Second, in our Dutch setting where ICU capacity is strained, we specifically chose to target readmissions and mortality until 7 days after ICU discharge to include patients that might suffer from complications that typically occur later, for example, respiratory failure or sepsis and not the quality indicator of ICU readmission after 2 days. Data suggest that the majority of ICU admissions within 48 hours after ICU discharge are not preventable (38). In addition, an analysis of early (< 72 hr) versus late (> 72 hr) IC readmissions showed that patients with late ICU readmissions were more often discharged “after hours,” had developed acute renal failure, and showed a trend toward more severe comorbidities, suggestion a group of patients that are not captured when limiting the scope to 2 days. In a prospective study validating an algorithm predicting death or readmission within 14 days after ICU discharge, the median time to readmission was 4 days (interquartile range [IQR], 2–9 d) and 7 days (IQR, 3–19 d) for death on the ward after ICU discharge, suggesting that limiting predictions to only the first 2 days may be too restrictive (12). However, since the performance of our retrained model for the outcome after 2 days dropped significantly, this does show that predicting early readmissions is a more difficult task, which is in line with the literature where models (mainly) predicting mortality after ICU discharge typically have higher AUROCs (Table S11, Supplemental Digital Content 1, http://links.lww.com/CCX/A783).

Third, predicting and possibly preventing readmissions may not influence outcomes in some healthcare systems. In fact, even unexpected ICU readmissions may not unequivocally lead to an increase in hospital mortality as some authors have shown in a prospective study (39).

Furthermore, since the model was trained on features of discharged patients, a low predicted probability in a readmission probability-time curve does not necessarily imply that a patient is ready for discharge, since other conditions, such as the need for mechanical ventilation or vasoactive drugs, may prevent this. In fact, these counterfactual predictions (i.e., estimating outcome probability assuming the patient had been discharged) may possibly lead to incorrect conclusions.
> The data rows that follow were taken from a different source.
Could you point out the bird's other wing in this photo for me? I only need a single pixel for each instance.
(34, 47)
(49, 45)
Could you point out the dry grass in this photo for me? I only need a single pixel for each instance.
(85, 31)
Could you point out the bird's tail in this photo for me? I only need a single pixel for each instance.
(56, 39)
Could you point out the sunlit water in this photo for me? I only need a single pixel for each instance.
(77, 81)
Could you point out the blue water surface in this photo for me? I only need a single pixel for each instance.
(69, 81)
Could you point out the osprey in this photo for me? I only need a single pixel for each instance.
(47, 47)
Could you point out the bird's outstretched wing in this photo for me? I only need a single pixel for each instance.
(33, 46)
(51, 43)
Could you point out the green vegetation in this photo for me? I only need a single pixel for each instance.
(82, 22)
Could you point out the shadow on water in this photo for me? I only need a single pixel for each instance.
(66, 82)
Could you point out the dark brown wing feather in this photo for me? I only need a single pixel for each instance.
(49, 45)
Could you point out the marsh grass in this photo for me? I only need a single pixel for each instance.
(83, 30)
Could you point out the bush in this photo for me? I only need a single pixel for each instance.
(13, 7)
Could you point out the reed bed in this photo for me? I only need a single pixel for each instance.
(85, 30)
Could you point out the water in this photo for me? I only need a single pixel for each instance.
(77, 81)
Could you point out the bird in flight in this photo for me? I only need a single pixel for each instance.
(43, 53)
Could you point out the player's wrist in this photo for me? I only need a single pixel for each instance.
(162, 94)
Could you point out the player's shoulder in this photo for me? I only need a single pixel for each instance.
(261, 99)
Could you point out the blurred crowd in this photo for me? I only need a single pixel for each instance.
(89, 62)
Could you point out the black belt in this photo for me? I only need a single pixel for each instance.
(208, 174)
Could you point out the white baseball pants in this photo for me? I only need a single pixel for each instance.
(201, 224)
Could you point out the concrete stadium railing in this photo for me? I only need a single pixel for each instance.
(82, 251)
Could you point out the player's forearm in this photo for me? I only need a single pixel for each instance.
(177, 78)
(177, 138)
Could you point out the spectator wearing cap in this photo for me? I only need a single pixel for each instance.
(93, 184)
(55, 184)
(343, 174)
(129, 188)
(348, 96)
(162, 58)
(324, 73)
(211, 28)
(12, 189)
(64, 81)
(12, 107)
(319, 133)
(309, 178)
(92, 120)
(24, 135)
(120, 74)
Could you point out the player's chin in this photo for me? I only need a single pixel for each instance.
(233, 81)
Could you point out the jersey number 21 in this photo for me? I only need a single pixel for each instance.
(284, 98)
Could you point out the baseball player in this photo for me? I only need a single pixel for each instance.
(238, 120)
However, this is an inherent problem when implementing predictive models, because using the model may expedite the timing of decision-making, thus leading to less available data for the model to base its predictions on. To mitigate incorrect conclusions by using the software, the predicted outcomes are accompanied by symbols denoting possible situations preventing discharge, such as need for mechanical ventilation, amount of supplemental oxygen, and vasoactive drugs (Figure S6, Supplemental Digital Content 1, http://links.lww.com/CCX/A783). In addition, end-user training with these limitations in mind will be part of the implementation strategy.

Finally, it should be realized that ICU discharge and readmission decisions captured in AmsterdamUMCdb are subject to the preferences and biases of the intensivists practicing at our center and that the model learns this human subjectivity (40).
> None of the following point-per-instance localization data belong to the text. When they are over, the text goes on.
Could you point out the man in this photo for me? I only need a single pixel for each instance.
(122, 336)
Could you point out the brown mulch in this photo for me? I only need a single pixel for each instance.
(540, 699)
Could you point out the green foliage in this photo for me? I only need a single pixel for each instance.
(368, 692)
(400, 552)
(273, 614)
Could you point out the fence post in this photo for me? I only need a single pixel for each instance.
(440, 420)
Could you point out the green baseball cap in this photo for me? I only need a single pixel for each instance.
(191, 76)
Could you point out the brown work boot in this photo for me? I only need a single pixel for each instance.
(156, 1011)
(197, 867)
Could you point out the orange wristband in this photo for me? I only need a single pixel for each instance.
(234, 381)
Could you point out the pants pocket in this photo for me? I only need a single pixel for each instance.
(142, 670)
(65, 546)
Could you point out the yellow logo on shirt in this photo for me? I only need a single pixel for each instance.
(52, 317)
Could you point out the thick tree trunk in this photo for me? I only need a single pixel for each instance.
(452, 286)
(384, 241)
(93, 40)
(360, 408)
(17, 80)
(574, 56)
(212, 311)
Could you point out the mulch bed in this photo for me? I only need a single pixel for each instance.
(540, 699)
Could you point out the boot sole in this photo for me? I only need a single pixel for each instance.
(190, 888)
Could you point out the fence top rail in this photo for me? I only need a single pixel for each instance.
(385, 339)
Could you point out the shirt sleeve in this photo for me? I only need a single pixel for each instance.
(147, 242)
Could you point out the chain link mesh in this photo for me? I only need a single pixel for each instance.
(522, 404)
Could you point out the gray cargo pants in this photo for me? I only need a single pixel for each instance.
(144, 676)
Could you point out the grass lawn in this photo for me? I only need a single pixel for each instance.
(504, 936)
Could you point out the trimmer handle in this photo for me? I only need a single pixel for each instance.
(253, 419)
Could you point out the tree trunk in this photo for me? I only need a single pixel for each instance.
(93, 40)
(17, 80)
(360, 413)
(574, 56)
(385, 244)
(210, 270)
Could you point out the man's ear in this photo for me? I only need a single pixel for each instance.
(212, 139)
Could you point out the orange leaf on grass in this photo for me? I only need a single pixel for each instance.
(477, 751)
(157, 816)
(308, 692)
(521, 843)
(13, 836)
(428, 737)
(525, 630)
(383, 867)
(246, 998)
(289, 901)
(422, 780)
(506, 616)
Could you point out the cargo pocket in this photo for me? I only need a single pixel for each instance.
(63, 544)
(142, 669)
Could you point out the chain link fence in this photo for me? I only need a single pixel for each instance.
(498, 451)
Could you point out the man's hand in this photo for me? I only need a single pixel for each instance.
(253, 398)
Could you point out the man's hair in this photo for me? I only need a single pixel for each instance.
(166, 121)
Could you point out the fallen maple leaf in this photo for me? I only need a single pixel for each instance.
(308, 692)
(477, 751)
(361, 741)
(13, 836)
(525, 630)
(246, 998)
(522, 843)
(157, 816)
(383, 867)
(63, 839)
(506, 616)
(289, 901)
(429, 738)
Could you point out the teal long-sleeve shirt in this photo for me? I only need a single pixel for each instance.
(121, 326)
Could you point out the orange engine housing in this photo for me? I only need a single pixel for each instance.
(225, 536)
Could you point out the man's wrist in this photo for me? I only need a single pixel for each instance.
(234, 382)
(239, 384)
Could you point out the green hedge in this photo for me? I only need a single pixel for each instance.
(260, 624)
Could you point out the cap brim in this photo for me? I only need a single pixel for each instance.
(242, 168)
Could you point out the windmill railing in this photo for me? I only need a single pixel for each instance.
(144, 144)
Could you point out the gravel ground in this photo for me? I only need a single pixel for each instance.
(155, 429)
Clinical model adoption depends on ease of use and the trade-off between the cost associated with a readmission (mortality and length of stay) and the cost of an unnecessary prolonged stay (length of stay, canceled elective surgery, or denied admissions). Our explorative readmission probability-time curves suggest that it is feasible to prevent readmissions and deaths from premature ICU discharge with only a small increase in total length of stay. Furthermore, if patients that do not improve over the last days of admission (“not improving” group in Fig. 3) would be discharged earlier as suggested by the model, not only readmission rate but also total length of stay might be reduced. By using the predicted readmission risk and the change in risk compared with the previous day, together with clinical intuition, we hope intensivists can make better informed decisions. These promising results have prompted us to proceed with multicenter validation and clinical implementation at the bedside in Amsterdam UMC.

CONCLUSIONS

Our findings showed that the vast amount of data stored in AmsterdamUMCdb, the first freely available European critical care database, can be used to develop an explainable model that may aid in identifying patients with high risk of readmission and mortality after ICU discharge. By using readmission probability-time curves, our analysis showed that the model may decrease the readmission rate with a relative risk reduction of up to 14% while only minimally increasing the average length of stay. Model performance can and should be further improved with data from other hospitals following the SCCM/ESICM Joint Data Sharing initiative and similarly releasing their critical care patient data responsibly. In addition, by joining forces with data scientists, intensivists can advance the process from clinical model to bedside decision support tool.

ACKNOWLEDGMENTS

We thank the ICU and MCU nurses, residents, fellows, and staff for their efforts in documenting and continuously improving the collected data in the patient data management system. We also thank Jan Peppink for database administration and support of the patient data management system.

Footnotes

Supplemental digital content is available for this article. Direct URL citations appear in the printed text and are provided in the HTML and PDF versions of this article on the journal’s website (http://journals.lww.com/ccejournal).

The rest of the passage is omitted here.